Action items for Joo Chiat SMC

I have often been asked in my walkabouts what I would like to do for Joo Chiat.

I like to start by saying that I do not promise anything on physical upgrading. Any physical improvement should first be something wanted by and necessary for the residents. Then we can work with the relevant authorities to look into the justifications for the improvement. These improvements can be for better traffic flow, parking facilities, use of public facilities for community purposes, better public transport, etc.. They should be something the residents feel strongly that they need and my role, if elected as Joo Chiat’s Member of Parliament will be to actively champion the improvements to the authorities.

Joo Chiat is in a unique situation in that there are only 4 public housing blocks. The collection of rubbish, maintenance of roads and parks outside of these 4 blocks are not managed by the town council. Those in condominiums and apartments will have these services taken care of by their respective management committees. Your rubbish will continue to be collected and public infrastructure will continue to be maintained.
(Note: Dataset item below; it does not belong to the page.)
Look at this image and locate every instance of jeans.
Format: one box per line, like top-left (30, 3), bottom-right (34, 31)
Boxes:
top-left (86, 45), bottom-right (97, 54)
Joo Chiat will certainly not turn into a slum, as some have asked me. I will in fact, actively monitor the situation to ensure that public services will be performed diligently by the commercial entities outsourced to handle these. Living right in the centre of the redrawn Joo Chiat constituency myself, I will have the benefit of being here 7 days a week to experience the service levels of these commercial entities and to respond more rapidly to situations.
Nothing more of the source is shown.